Wednesday Bloodbath On Wall Street As U.S. Stocks Plunge

Frenetic Wall Street traders (Photo: Reuters)

The blue-chip Dow Jones, the S&P 500 and the NASDAQ composite all took a beating yesterday in a head-scratching rout some analysts were already calling Bloody Wednesday.

The Dow plunged 3.15%, or 831.83 points, while all 30 components of the index ended-up in the red in what. The S&P 500 moved in tandem, sinking 3.29%, or 94.66 points, for its fifth day of losses and its longest losing streak since late 2016. Mirroring the Dow's and S&P's plunge, the tech-heavy NASDAQ fell by 4.08%, or 315.97 points.

For the Dow and S&P 500, the declines were the biggest single-day percentage drops since February.  The demoralizing outcomes came just a week after the market posted record gains.

Analysts were at a loss to explain the whys of yesterday's rout, but concerns over rising interest rates and a robust bond market seemed to be chief among them

There wasn't a primary culprit today. What there was is just a whole lot of individual catalysts that came to a head and ushered the crowd to the door, said Ronald Bohlert of the New York Stock Exchange.

Bohlert listed these factors as rising yields, early negative pre-announcements; lingering trade worries; caution ahead of the financials reporting earnings on Friday; the approaching year-end.

He said that to use an old analogy, "markets tend to take the stairs up -- but the elevator down."

Other analysts blamed the stumble on rising bond yields. Normally, when stock prices plummet sharply, money moves into the bond market, thus sending yields lower. Despite the equity sell-off, there was no move into Treasury's to seek safety this time and this was an interesting phenomenon.

The S&P 500's more than 1.5 percent plunge and long-term yields rising simultaneously was "very unusual," according to another analyst. This is only the fourth such instance of this occurring since Jan. 1, 2016.

The 10-year Treasury yield rose to 3.22% from 3.20% late Tuesday after earlier reaching 3.24%. It was at 3.05% early last week. Rising interest rates were also seen as a major factor in Black Wednesday.

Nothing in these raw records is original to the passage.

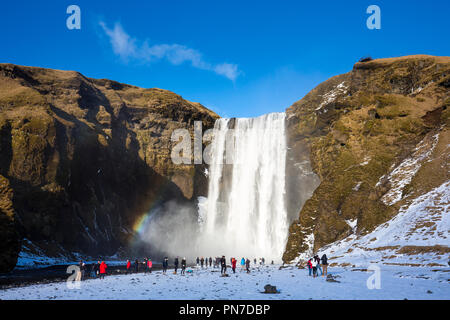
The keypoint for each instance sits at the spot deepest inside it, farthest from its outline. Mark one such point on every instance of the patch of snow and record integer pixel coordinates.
(352, 223)
(331, 95)
(293, 283)
(356, 187)
(402, 175)
(424, 222)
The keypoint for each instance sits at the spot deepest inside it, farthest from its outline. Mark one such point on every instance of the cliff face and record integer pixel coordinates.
(377, 138)
(81, 159)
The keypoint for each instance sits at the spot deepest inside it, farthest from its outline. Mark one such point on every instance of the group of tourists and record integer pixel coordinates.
(97, 270)
(147, 264)
(315, 265)
(221, 262)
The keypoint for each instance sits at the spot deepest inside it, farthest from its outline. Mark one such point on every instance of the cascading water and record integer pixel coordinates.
(245, 213)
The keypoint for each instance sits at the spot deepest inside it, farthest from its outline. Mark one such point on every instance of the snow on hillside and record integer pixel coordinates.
(395, 283)
(330, 96)
(419, 235)
(405, 171)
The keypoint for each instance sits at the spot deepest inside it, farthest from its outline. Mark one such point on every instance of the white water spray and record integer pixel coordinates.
(245, 213)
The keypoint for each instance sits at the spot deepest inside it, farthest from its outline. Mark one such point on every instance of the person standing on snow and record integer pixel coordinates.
(223, 264)
(128, 266)
(247, 265)
(176, 265)
(97, 269)
(325, 265)
(309, 264)
(165, 264)
(183, 265)
(317, 259)
(80, 275)
(150, 265)
(233, 265)
(103, 268)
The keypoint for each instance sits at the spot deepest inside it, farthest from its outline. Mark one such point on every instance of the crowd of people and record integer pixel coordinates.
(315, 265)
(99, 269)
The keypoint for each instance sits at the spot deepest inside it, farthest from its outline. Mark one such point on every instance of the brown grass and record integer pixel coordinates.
(412, 250)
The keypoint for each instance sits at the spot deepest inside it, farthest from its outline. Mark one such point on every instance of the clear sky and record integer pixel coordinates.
(238, 58)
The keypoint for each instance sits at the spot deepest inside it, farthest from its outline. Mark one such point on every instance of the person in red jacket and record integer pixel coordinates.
(233, 265)
(310, 266)
(149, 265)
(103, 267)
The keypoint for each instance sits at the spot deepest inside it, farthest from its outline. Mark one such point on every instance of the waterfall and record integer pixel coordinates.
(245, 212)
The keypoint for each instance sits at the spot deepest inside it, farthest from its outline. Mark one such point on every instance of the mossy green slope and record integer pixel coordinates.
(357, 127)
(84, 158)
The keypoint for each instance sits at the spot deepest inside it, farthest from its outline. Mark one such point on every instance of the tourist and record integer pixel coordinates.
(175, 262)
(314, 264)
(223, 264)
(165, 264)
(317, 259)
(233, 265)
(80, 275)
(183, 265)
(309, 266)
(145, 265)
(97, 268)
(128, 266)
(325, 264)
(103, 268)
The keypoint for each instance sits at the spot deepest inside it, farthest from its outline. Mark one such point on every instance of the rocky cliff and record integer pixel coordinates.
(377, 137)
(81, 159)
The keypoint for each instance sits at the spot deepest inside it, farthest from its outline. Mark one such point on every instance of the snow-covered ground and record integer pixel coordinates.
(396, 282)
(419, 235)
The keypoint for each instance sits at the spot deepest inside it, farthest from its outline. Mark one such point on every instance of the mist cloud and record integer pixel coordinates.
(129, 48)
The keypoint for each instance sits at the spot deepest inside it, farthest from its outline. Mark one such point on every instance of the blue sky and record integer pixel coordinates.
(238, 58)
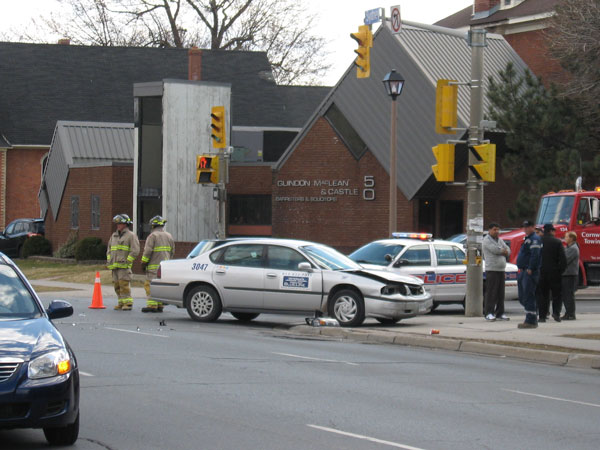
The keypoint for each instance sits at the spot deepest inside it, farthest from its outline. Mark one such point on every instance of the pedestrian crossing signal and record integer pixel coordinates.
(207, 169)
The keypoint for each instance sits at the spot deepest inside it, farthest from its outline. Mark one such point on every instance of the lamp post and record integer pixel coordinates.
(393, 82)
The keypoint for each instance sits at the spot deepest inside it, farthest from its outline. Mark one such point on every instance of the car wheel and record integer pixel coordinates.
(245, 317)
(203, 304)
(348, 308)
(387, 321)
(66, 435)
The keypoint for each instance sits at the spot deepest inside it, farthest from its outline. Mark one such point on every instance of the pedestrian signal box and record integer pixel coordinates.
(446, 105)
(207, 169)
(444, 169)
(217, 125)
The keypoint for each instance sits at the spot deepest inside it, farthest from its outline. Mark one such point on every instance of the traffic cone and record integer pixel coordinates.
(97, 297)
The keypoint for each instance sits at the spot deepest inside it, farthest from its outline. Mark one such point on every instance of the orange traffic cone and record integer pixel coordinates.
(97, 297)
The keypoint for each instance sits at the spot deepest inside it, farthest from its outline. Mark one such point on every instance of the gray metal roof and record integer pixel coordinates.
(82, 144)
(422, 57)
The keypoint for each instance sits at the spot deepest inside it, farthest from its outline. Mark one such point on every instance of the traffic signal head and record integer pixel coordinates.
(207, 169)
(217, 125)
(485, 168)
(446, 103)
(364, 37)
(444, 169)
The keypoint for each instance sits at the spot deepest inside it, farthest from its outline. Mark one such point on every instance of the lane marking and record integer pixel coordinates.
(366, 438)
(135, 332)
(553, 398)
(314, 359)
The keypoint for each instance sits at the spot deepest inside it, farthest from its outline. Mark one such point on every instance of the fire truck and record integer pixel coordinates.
(567, 210)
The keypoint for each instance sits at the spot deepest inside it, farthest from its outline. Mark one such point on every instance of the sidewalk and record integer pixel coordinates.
(552, 342)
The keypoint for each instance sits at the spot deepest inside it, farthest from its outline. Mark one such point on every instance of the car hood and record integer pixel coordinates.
(26, 339)
(385, 276)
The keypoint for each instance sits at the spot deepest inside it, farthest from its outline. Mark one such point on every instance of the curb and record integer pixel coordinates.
(578, 360)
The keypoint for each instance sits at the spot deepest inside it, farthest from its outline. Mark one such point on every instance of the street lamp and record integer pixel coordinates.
(393, 82)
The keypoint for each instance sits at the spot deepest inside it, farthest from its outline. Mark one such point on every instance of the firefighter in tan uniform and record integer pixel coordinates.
(159, 247)
(122, 249)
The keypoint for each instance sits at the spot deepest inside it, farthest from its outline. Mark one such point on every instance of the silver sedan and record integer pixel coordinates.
(253, 276)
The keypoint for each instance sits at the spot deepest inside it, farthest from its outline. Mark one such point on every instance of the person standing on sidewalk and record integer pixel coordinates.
(122, 249)
(495, 253)
(528, 262)
(159, 247)
(570, 275)
(553, 265)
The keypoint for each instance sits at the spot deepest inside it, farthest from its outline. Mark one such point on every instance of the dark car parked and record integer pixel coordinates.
(39, 377)
(16, 233)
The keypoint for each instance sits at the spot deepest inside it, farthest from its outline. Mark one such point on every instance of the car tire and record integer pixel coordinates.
(245, 317)
(66, 435)
(203, 304)
(387, 321)
(347, 307)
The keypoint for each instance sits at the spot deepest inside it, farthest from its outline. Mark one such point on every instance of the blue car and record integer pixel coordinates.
(39, 377)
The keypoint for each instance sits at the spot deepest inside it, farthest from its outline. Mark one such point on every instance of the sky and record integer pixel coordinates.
(336, 20)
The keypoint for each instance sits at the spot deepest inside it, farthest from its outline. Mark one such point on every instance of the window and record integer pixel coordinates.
(75, 211)
(283, 258)
(345, 131)
(418, 255)
(250, 210)
(243, 255)
(95, 212)
(446, 256)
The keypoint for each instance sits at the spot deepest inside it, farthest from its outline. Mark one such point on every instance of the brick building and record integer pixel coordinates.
(524, 25)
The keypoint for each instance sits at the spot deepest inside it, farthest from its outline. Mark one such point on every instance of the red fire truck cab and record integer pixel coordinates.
(569, 211)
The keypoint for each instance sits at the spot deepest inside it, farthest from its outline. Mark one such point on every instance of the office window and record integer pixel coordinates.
(75, 211)
(95, 212)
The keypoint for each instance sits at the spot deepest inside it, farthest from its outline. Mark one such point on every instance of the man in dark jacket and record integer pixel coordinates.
(528, 262)
(554, 263)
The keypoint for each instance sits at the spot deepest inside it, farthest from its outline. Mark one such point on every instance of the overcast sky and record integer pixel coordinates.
(337, 19)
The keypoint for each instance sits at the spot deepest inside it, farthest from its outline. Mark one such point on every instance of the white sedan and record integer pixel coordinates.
(252, 276)
(440, 264)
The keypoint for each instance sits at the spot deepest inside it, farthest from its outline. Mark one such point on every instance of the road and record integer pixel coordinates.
(185, 385)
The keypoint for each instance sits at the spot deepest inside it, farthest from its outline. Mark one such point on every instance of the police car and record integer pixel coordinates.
(440, 264)
(249, 277)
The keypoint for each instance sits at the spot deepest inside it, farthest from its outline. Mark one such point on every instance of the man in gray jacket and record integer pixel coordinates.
(495, 254)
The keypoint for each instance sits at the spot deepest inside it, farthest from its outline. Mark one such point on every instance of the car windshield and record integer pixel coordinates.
(374, 253)
(328, 258)
(555, 209)
(16, 301)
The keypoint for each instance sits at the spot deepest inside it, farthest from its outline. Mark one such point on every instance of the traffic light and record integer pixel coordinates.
(444, 169)
(364, 37)
(218, 134)
(207, 169)
(446, 103)
(485, 170)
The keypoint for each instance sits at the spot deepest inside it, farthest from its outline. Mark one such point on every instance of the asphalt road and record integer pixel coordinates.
(185, 385)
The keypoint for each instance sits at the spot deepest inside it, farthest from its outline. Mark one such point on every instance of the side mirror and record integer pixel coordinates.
(59, 309)
(305, 267)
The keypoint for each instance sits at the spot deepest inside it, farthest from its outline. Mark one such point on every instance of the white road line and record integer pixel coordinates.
(135, 332)
(366, 438)
(314, 359)
(553, 398)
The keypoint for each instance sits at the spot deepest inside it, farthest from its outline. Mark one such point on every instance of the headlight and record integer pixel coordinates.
(394, 289)
(49, 365)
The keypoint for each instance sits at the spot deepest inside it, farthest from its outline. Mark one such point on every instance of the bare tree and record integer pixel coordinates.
(282, 28)
(574, 38)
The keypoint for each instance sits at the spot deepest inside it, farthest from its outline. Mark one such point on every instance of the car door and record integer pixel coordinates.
(286, 287)
(239, 276)
(451, 273)
(416, 260)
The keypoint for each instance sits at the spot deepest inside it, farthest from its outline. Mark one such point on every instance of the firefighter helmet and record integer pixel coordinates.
(158, 221)
(122, 218)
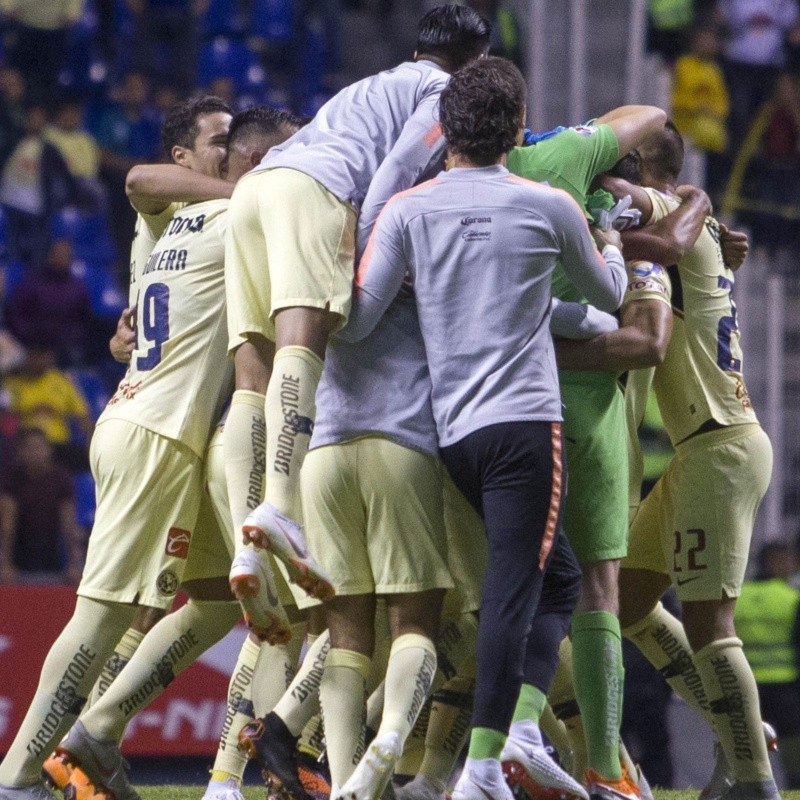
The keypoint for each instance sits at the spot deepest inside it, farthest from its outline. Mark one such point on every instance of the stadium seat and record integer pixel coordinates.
(227, 58)
(272, 20)
(14, 273)
(89, 233)
(105, 297)
(224, 18)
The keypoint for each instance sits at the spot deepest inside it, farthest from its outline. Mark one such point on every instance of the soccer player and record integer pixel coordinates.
(693, 530)
(290, 255)
(481, 244)
(150, 528)
(180, 638)
(595, 510)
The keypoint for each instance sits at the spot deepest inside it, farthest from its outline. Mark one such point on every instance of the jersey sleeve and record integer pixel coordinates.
(647, 281)
(418, 151)
(602, 280)
(575, 156)
(379, 275)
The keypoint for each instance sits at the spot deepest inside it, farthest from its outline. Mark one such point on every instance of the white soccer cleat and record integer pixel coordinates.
(374, 771)
(482, 780)
(266, 527)
(420, 788)
(253, 585)
(526, 763)
(223, 790)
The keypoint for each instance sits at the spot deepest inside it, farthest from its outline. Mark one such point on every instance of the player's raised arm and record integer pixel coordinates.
(600, 277)
(641, 341)
(633, 124)
(153, 187)
(379, 276)
(669, 239)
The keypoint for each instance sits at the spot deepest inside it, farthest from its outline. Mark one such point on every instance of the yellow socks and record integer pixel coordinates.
(123, 653)
(733, 699)
(68, 673)
(662, 640)
(230, 761)
(290, 412)
(244, 447)
(300, 702)
(167, 650)
(342, 694)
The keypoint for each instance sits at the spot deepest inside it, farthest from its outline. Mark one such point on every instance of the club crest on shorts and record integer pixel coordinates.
(178, 543)
(167, 583)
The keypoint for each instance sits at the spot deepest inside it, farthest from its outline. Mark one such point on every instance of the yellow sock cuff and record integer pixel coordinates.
(338, 657)
(713, 649)
(409, 640)
(245, 397)
(250, 652)
(304, 354)
(129, 642)
(644, 622)
(220, 776)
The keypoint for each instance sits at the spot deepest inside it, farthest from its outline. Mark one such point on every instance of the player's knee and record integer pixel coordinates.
(253, 363)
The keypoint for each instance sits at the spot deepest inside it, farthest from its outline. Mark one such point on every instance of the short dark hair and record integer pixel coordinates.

One analyst called yesterday "a bit of a bloodbath." The Wednesday outcome was primarily the cumulative effect of interest rate moves over the past five days and news reports about trade impacting companies.

Fears of escalating tensions with China over trade also contributed to the fall. On Monday, the International Monetary Fund warned that Trump's trade war will damage global growth. Trump, however, blamed the U.S. Federal Reserve for the fall.

The biggest market driver over the last week has been and remains interested rates. Interest rates began climbing after encouraging reports on the economy. Higher rates, however, can slow economic growth, weaken corporate profits and make investors less willing to pay high prices for stocks.